Il primo ordine di sfratto emesso dall'amministrazione fondiaria israeliana risale al 2002. Nel 2010 la famiglia ha perso la lunga lotta legale, quando una pretura di Ramla ne aveva respinto l'appello contro gli ordini di demolizione, sulla base della loro costruzione su terra agricola. 

Ma insieme alla famiglia Abu Eid, fino a fino 2010, altre 45 famiglie palestinesi hanno ricevuto ordini di demolizione. Ad ottobre le autorità israeliane hanno proceduto all'abbattimento di due case di palestinesi nella stesso quartiere. 

La legge israeliana dispone che i proprietari delle case demolite debbano pagare alla municipalità il costo della demolizione oppure saranno perseguiti penalmente. E' prevista anche l'incarcerazione. Di fronte a questo, alcune famiglie di Lod sono state costrette a demolire da sé le proprie case. 

Ad ottobre 2010, il governo ha approvato un paino per “l'assistenza d'emergenza” diretto a “rafforzare e sviluppare le misure contro il crimine” a Lod. 1/4 dei fondi per questo piano, vale a dire 11 milioni di dollari saranno così destinati all'istituzione di “un'autorità per gli sfratti” competente, nei prossimi due anni, “dell'applicazione delle disposizioni previste per i casi di costruzioni illegali”. E' prevista anche la possibilità di un aumento del budget di circa 3 milioni di dollari. 

Da un'altro lato, la stessa delibera prevede un budget di 850 mila dollari per progetti che si propongono di operare un “progresso” presso la comunità palestinese in città, pur non prevedendo alcuna costruzione edilizia. Il piano prevede la costruzione di unità abitative e la conversione di aree agricole in residenziali nel quartiere “Pardes Snir”, a Lod, ma contiene la raccomandazione che, prima di tutto, molte abitazioni palestinesi debbano essere abbattute. 
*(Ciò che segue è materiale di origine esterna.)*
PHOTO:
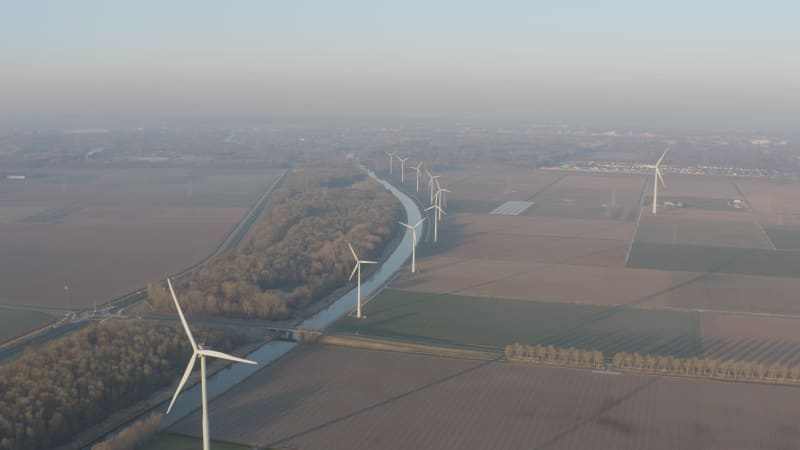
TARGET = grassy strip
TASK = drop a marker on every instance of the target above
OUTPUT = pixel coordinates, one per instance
(408, 347)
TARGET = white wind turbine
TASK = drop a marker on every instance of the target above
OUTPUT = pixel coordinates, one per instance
(357, 268)
(431, 180)
(442, 193)
(402, 168)
(413, 242)
(391, 158)
(656, 178)
(201, 353)
(436, 214)
(419, 172)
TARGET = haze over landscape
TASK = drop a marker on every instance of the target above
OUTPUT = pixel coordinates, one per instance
(720, 65)
(356, 226)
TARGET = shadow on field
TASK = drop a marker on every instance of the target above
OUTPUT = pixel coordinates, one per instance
(380, 404)
(598, 417)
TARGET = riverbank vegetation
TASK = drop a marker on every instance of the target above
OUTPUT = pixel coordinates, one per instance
(53, 392)
(296, 253)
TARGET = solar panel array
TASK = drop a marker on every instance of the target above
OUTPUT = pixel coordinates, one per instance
(512, 208)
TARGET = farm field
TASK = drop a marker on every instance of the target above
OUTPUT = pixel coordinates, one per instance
(496, 322)
(713, 259)
(765, 339)
(730, 230)
(585, 196)
(172, 441)
(107, 231)
(14, 322)
(327, 397)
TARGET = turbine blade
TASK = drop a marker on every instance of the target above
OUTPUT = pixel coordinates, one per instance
(220, 355)
(186, 374)
(183, 319)
(662, 156)
(352, 251)
(353, 273)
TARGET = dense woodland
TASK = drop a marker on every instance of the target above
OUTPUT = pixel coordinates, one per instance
(297, 251)
(53, 392)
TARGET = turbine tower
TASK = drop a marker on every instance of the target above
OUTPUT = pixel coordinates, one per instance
(391, 157)
(402, 168)
(419, 172)
(357, 268)
(201, 353)
(438, 211)
(657, 177)
(413, 242)
(431, 180)
(441, 199)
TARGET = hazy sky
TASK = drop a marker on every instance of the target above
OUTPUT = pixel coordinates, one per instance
(698, 64)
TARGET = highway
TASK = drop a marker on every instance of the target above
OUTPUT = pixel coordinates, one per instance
(116, 307)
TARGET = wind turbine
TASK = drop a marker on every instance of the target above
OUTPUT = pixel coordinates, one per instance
(201, 353)
(656, 178)
(357, 268)
(419, 172)
(431, 179)
(391, 157)
(438, 209)
(441, 197)
(402, 168)
(413, 242)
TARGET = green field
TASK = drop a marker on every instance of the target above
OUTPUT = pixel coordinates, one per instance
(784, 238)
(172, 441)
(14, 322)
(457, 319)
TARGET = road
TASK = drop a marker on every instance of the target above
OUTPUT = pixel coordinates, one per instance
(116, 307)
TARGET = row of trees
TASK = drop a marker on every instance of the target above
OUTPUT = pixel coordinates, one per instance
(52, 393)
(550, 354)
(296, 253)
(658, 364)
(707, 367)
(133, 436)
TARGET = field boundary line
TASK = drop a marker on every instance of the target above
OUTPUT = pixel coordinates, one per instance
(751, 210)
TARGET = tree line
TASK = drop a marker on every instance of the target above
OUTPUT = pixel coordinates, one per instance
(51, 393)
(707, 367)
(726, 369)
(568, 356)
(296, 253)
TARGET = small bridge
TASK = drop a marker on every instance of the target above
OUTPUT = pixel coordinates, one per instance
(294, 334)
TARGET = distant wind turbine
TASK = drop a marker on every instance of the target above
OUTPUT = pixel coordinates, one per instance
(391, 158)
(431, 180)
(436, 214)
(357, 268)
(419, 172)
(656, 178)
(402, 168)
(201, 353)
(442, 192)
(413, 242)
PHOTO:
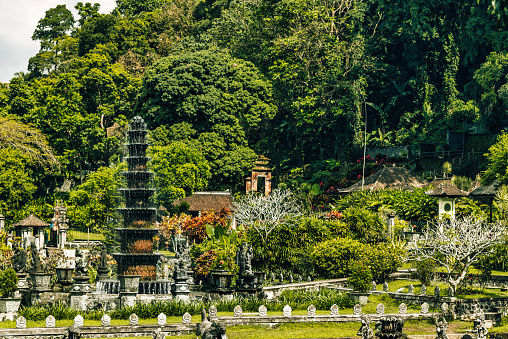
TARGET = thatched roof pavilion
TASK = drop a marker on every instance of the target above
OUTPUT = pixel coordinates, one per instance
(488, 192)
(447, 194)
(386, 178)
(207, 201)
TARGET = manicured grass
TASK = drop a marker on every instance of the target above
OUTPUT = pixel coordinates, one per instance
(76, 234)
(474, 293)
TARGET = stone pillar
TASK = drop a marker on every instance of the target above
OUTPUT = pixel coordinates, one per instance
(248, 184)
(268, 183)
(62, 238)
(391, 223)
(41, 238)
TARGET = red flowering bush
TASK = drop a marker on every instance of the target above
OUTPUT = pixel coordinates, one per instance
(361, 276)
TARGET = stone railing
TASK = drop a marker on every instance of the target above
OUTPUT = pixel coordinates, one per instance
(496, 281)
(187, 327)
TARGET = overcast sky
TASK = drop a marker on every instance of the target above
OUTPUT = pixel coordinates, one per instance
(18, 19)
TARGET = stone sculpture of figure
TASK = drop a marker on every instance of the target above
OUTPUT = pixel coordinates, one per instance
(158, 334)
(244, 256)
(81, 263)
(19, 259)
(365, 331)
(248, 260)
(441, 328)
(217, 330)
(73, 332)
(204, 325)
(186, 256)
(36, 259)
(104, 257)
(479, 326)
(240, 257)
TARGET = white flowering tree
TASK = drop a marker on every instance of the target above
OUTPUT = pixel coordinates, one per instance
(456, 244)
(266, 213)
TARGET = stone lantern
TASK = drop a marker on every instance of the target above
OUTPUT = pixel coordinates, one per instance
(447, 194)
(31, 230)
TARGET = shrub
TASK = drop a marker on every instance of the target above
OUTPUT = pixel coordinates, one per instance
(361, 276)
(8, 281)
(211, 255)
(384, 259)
(364, 225)
(332, 258)
(286, 244)
(424, 270)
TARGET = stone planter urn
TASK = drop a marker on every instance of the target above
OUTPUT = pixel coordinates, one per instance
(260, 277)
(360, 297)
(41, 281)
(222, 280)
(64, 275)
(129, 283)
(9, 305)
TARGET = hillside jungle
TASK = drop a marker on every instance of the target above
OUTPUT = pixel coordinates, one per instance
(304, 82)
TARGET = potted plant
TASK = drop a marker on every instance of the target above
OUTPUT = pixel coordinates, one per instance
(9, 284)
(361, 281)
(63, 269)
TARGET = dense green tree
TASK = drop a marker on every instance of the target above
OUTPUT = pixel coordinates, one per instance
(93, 203)
(179, 170)
(316, 61)
(16, 183)
(225, 100)
(134, 7)
(498, 161)
(56, 23)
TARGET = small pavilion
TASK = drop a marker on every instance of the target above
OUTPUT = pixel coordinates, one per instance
(387, 178)
(261, 171)
(447, 194)
(207, 201)
(486, 192)
(31, 230)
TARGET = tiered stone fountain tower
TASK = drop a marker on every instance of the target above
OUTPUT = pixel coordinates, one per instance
(137, 260)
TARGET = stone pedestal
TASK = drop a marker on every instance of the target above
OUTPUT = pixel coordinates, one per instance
(180, 289)
(102, 273)
(129, 283)
(127, 299)
(222, 281)
(41, 282)
(79, 291)
(248, 283)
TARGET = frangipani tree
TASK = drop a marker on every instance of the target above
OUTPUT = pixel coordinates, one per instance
(456, 244)
(266, 213)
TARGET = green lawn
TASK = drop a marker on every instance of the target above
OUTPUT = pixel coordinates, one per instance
(75, 234)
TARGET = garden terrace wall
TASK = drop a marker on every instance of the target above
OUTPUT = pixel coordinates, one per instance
(183, 329)
(458, 307)
(498, 281)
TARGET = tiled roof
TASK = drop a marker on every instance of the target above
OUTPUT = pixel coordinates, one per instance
(31, 221)
(388, 177)
(207, 201)
(446, 190)
(486, 191)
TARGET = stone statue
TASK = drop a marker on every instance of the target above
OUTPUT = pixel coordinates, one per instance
(104, 257)
(81, 263)
(19, 259)
(441, 328)
(73, 332)
(36, 259)
(158, 334)
(479, 325)
(216, 331)
(365, 331)
(244, 256)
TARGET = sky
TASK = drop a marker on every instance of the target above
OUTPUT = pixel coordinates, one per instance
(18, 19)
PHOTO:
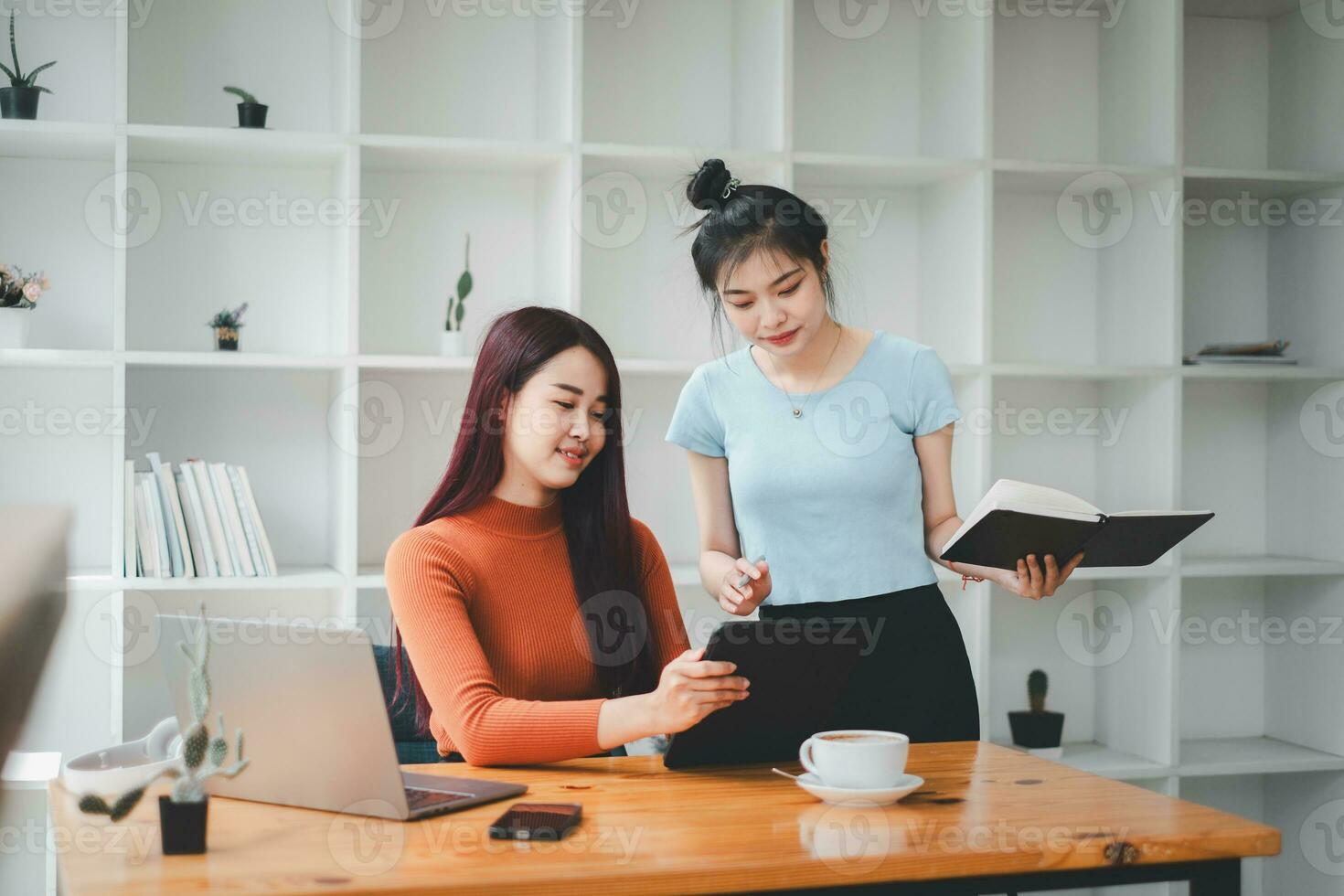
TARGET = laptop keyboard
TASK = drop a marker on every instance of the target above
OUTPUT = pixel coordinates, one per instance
(420, 798)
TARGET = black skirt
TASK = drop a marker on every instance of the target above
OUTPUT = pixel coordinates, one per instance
(912, 673)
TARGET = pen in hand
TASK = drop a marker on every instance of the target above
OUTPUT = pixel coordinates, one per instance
(748, 575)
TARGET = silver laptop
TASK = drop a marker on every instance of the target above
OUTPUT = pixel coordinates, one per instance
(33, 600)
(315, 724)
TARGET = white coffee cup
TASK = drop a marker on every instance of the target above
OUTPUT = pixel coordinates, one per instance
(857, 758)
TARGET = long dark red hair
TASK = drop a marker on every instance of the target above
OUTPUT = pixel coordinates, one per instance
(594, 509)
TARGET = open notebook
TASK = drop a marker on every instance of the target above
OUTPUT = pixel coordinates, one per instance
(1017, 518)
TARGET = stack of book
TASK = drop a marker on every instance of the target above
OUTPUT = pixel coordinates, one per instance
(1243, 354)
(199, 520)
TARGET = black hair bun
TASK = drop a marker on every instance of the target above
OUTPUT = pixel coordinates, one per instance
(706, 187)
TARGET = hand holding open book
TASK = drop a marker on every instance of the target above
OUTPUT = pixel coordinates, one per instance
(1018, 518)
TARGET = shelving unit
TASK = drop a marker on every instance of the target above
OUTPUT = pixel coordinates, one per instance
(955, 156)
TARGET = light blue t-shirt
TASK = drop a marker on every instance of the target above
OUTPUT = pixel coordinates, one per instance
(834, 498)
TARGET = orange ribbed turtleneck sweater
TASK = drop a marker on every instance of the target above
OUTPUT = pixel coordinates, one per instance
(486, 610)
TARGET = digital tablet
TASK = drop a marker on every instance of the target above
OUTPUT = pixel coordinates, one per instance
(797, 669)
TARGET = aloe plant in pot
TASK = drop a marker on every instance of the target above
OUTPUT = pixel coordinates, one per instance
(182, 816)
(20, 98)
(251, 113)
(1038, 729)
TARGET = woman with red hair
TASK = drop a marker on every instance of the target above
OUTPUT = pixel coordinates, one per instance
(538, 615)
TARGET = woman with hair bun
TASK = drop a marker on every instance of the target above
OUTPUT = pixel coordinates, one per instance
(827, 449)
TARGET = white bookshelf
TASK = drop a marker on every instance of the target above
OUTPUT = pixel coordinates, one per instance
(943, 149)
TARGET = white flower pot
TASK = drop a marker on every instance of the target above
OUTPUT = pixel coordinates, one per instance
(452, 343)
(14, 326)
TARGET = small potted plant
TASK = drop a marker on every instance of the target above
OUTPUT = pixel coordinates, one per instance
(19, 295)
(452, 340)
(1038, 729)
(182, 816)
(251, 113)
(226, 324)
(20, 98)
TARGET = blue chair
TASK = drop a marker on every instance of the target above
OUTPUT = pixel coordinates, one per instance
(411, 746)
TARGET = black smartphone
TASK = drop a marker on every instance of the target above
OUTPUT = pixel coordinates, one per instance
(537, 821)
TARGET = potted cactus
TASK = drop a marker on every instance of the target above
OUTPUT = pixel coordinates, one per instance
(251, 113)
(226, 324)
(452, 341)
(1038, 729)
(20, 98)
(182, 816)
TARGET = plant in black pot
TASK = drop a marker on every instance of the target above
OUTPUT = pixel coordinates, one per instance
(20, 98)
(226, 324)
(251, 113)
(1038, 730)
(182, 816)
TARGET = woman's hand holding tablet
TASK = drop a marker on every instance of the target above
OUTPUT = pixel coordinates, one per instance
(1029, 581)
(691, 688)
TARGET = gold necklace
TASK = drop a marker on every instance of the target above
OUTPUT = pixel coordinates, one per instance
(797, 411)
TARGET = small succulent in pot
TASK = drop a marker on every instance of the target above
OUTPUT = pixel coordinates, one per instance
(251, 113)
(182, 815)
(20, 98)
(452, 340)
(226, 324)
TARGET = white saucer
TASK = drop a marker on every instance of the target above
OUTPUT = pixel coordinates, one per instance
(860, 795)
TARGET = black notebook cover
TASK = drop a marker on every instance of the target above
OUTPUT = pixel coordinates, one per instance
(1001, 538)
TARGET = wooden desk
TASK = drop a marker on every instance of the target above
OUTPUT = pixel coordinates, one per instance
(989, 818)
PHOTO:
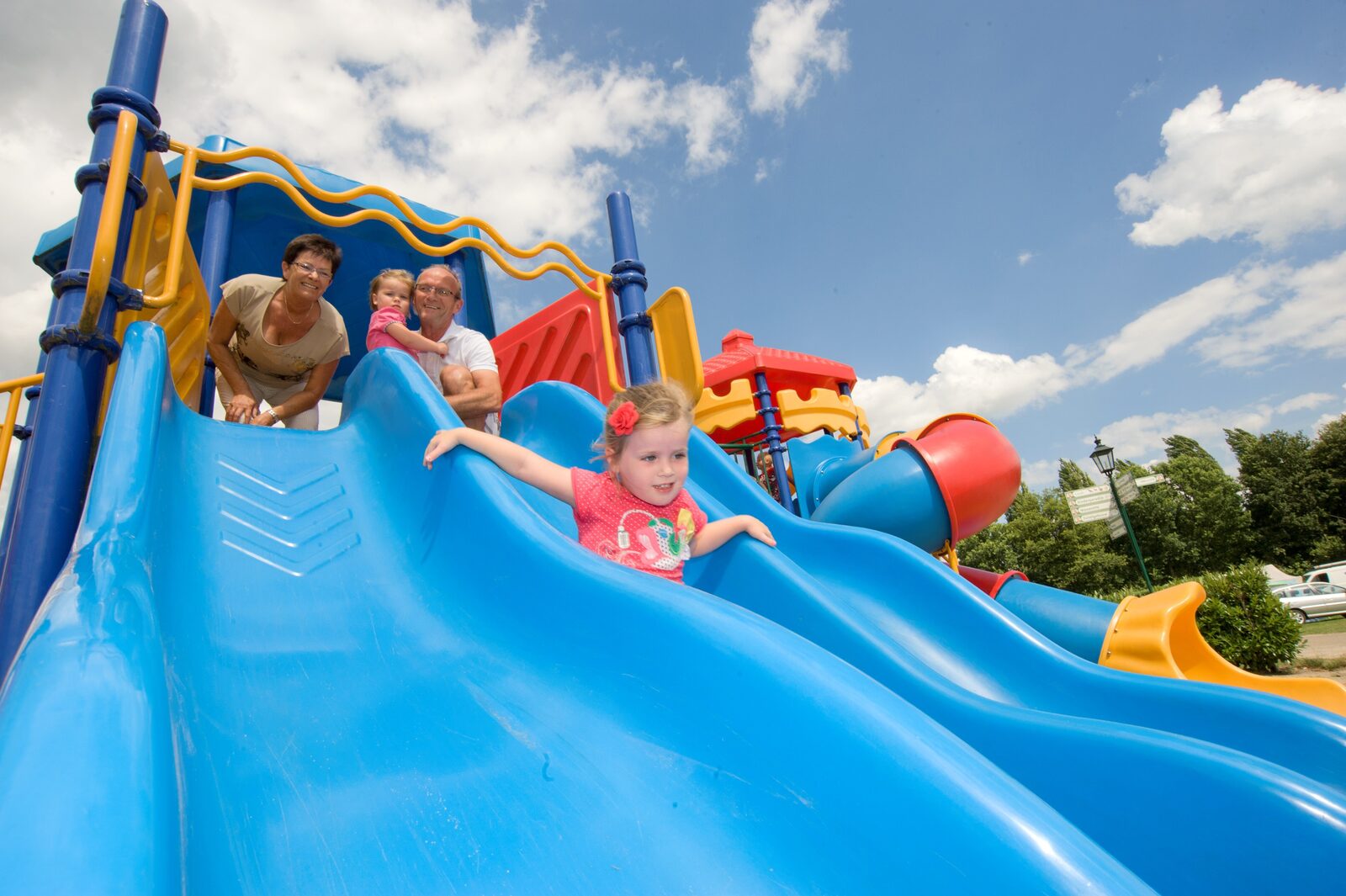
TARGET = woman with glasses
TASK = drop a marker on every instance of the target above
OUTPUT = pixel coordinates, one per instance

In tutto lo Stato di Israele, decine di migliaia di case palestinesi non dispongono del permesso edilizio e, pertanto, sono a rischio di demolizione. Solo nel 2009, le autorità israeliane hanno demolito 165 abitazioni palestinesi in tutto il Paese. 

Hwr ha scoperto che le procedure discriminanti vigono anche presso la comunità palestinese non riconosciuta (da Israele) di Dahmash, vicino a Lod.